| Kick it like Anna | ||||
(do1) Energischer Kick, dynamischer Schlag, Entschlossenheit in den Augen, Rhythmus im Blut, der Wille zum Sieg und die innere Ruhe. Darauf kommt es beim Taekwon-Do im Tul-Wettbewerb ganz besonders an. Diese Kriterien erfüllt die Dortmunderin Anna Anastassiadou perfekt. Nach ihrem ersten WM-Titel 2003 wurde die 31-jährige Sportlerin auch bei den Welttitelkämpfen in Dortmund Erste. "Ich bin einfach nur überglücklich", strahlte Anna Anastassiadou nach dem gewonnen Weltmeisterschafts-Finale in der Klasse bis zum vierten Dan. Ihre Gegnerin war die Argentinierin Carina Wassermann.
Bei Taekwon-Do denkt der Unwissende erst einmal an den normalen Kampf Mann gegen Mann oder Frau gegen Frau. Aber die Sportart Taekwon-Do bietet noch eine zweite Wettkampfart. Den Tul-Wettbewerb. "Beim Tul kämpft man gegen einen oder mehrere imaginäre Gegner", erklärt die amtierende Weltmeisterin ihre Lieblingsdisziplin kurz und einfach. Eingeteilt werden die Sportlerinnen in verschiedene Klassen. Beim Tul können sie je nach Stärke in den Klassen vom ersten (niedrigster) bis zum vierten (höchster) Dan starten.
Mit ihrer Größe von 1,52m ragt die kleine Person mit griechischen Eltern im normalen Leben nicht aus der Masse heraus. Geht es aber in die Halle und auf die Wettkampfmatten, so wächst Anna Anastassiadou immer wieder über sich hinaus und zeigt ihre wahre Größe. "Anna ist ein absolutes Vorbild. Im Tul-Wettbewerb kann ihr niemand das Wasser reichen", zeigt Mannschaftskollegin Hosnya Karim großen Respekt.
Neben dem Sieg im Einzel-Tul sackte Anna Anastassiadou noch zwei weitere Medaillen ein. Silber im Mannschafts-Tul und Bronze im Mannschafts-Kampf. Vor allem über den zweiten Platz im Mannschafts-Tul war sie begeistert, obwohl das Finale gegen Polen verloren ging. "Unsere Gegnerinnen hatten in der entscheidenden Tul einfach die besseren Variationen, aber unser zweiter Platz ist einfach super", war die 31-Jährige nach dem Finale eine faire und fröhliche Verliererin.
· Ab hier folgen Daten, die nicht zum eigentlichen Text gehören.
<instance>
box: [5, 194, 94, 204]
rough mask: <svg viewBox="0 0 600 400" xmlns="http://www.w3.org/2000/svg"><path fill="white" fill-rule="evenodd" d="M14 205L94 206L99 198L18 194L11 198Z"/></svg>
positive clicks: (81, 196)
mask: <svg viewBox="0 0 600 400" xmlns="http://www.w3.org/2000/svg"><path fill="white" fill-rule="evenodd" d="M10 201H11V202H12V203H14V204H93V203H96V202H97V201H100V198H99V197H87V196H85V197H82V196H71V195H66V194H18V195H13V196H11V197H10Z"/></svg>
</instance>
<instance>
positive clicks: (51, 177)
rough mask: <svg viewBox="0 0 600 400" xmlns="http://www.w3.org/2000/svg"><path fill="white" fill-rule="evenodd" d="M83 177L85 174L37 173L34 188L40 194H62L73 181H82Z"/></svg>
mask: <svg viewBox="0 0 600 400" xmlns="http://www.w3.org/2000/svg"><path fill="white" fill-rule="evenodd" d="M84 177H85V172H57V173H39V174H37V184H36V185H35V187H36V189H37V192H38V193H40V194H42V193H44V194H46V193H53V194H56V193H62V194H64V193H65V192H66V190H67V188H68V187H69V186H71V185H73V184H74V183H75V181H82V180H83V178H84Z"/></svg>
Die einzige Enttäuschung erlebte die Tul-Weltmeisterin im Einzel-Kampf. Hier werden die Klassen nach Gewicht eingeteilt. Anna startet in der Klasse bis 52 Kilogramm. "Aber hier sind meine Gegnerinnen immer viel größer. Da habe ich echte Probleme", macht sich der Größennachteil im Kampf stark bemerkbar. So schied die Deutsche schon in der ersten Runde aus. Dementsprechend sauer war sie nach dem Kampf auch, denn "ich und mein Trainer haben nach dem Kampfverlauf mindestens mit einem Unentschieden gerechnet."
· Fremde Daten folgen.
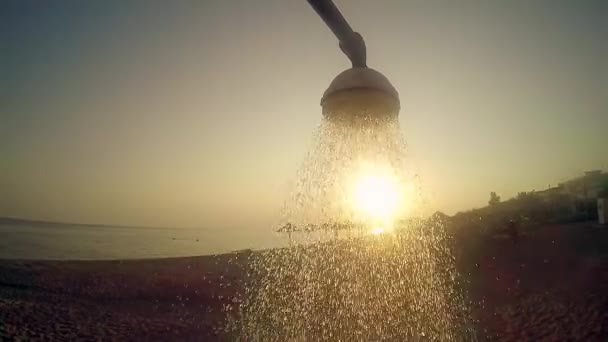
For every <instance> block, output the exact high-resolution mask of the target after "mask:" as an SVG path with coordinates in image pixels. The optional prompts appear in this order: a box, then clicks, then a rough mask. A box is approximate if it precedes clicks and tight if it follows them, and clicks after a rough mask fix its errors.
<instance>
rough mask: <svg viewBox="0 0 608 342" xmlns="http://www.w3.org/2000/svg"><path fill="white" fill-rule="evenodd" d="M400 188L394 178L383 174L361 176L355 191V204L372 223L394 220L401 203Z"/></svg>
mask: <svg viewBox="0 0 608 342" xmlns="http://www.w3.org/2000/svg"><path fill="white" fill-rule="evenodd" d="M399 197H400V196H399V186H398V182H397V180H396V179H395V178H394V177H391V175H389V174H383V173H381V172H369V173H365V174H362V175H360V176H359V179H358V180H357V182H356V184H355V189H354V202H355V203H354V204H355V207H356V210H358V211H360V212H361V213H362V214H363V215H365V216H366V217H367V218H368V219H370V220H372V221H381V222H390V221H392V220H394V218H395V214H396V212H397V207H398V205H399V202H400V198H399Z"/></svg>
Neben den Medaillen von Anna Anastassiadou sorgten weitere Frauen aus der Deutschen Nationalmannschaft für große Erfolge. Hosnya Karim holte im Einzel-Kampf die Silbermedaille, Krycia Lopez gewann Gold im Einzel-Tul bis zum ersten Dan, im Kampf-Finale bis 58 Kilogramm unterlag sie nur knapp und landete auf Platz zwei. "Schade, dass Hosnya im Kampf nur Zweite geworden ist. Das war eine sehr knappe Entscheidung. Aber sie ist noch jung und wird ihren Weg gehen", ist Anna Anastassiadou um die Taekwon-Do-Zukunft nicht bange.
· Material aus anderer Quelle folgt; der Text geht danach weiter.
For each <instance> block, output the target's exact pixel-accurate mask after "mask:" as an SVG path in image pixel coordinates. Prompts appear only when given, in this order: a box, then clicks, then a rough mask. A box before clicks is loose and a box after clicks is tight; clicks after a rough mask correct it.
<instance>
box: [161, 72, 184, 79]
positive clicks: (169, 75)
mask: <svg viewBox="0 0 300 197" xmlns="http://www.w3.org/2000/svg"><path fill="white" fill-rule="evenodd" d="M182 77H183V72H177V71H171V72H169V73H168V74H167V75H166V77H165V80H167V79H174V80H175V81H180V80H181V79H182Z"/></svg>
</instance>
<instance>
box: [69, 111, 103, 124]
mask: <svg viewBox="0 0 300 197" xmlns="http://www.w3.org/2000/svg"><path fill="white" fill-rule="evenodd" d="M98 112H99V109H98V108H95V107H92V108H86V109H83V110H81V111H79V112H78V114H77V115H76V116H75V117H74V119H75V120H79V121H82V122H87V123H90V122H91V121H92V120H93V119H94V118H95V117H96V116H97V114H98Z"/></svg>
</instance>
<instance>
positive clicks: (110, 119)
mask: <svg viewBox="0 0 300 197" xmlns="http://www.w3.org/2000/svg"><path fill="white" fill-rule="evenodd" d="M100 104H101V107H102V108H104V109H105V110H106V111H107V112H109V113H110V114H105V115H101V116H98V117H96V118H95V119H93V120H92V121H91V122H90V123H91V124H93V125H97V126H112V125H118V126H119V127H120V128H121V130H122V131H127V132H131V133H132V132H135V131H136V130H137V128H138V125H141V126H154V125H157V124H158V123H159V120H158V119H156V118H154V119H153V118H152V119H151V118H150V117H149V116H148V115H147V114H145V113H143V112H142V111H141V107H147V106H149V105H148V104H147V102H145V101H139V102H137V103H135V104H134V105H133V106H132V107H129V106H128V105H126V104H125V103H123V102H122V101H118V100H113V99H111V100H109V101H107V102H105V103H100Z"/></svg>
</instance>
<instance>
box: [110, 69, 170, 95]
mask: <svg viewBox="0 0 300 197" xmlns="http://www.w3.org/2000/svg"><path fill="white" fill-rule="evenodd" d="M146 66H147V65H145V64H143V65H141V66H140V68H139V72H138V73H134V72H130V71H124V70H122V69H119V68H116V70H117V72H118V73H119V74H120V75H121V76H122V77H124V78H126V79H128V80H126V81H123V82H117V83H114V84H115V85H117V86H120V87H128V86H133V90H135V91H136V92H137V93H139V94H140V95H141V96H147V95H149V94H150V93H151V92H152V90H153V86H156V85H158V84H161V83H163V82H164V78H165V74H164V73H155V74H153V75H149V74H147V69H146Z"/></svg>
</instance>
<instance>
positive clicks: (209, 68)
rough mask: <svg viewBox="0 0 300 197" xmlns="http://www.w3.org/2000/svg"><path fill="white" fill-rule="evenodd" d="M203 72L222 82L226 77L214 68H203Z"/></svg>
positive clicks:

Ihre eigene Zukunft soll sich nun erst einmal nicht mehr so sehr auf ihre Sportart Taekwon-Do beziehen. Die Ärztin für den Bereich Radiologie will nun ihre Doktorarbeit schreiben. Aber auch sportlich hat sie natürlich noch weitere Ziele. 2007 will sie in Kanada den dritten Weltmeistertitel in Folge erringen. Eins kann man wohl jetzt schon sagen: Egal ob Doktorarbeit oder WM 2007. Anna Anastassiadou wird mit Sicherheit über ihre 152 Zentimeter hinauswachsen.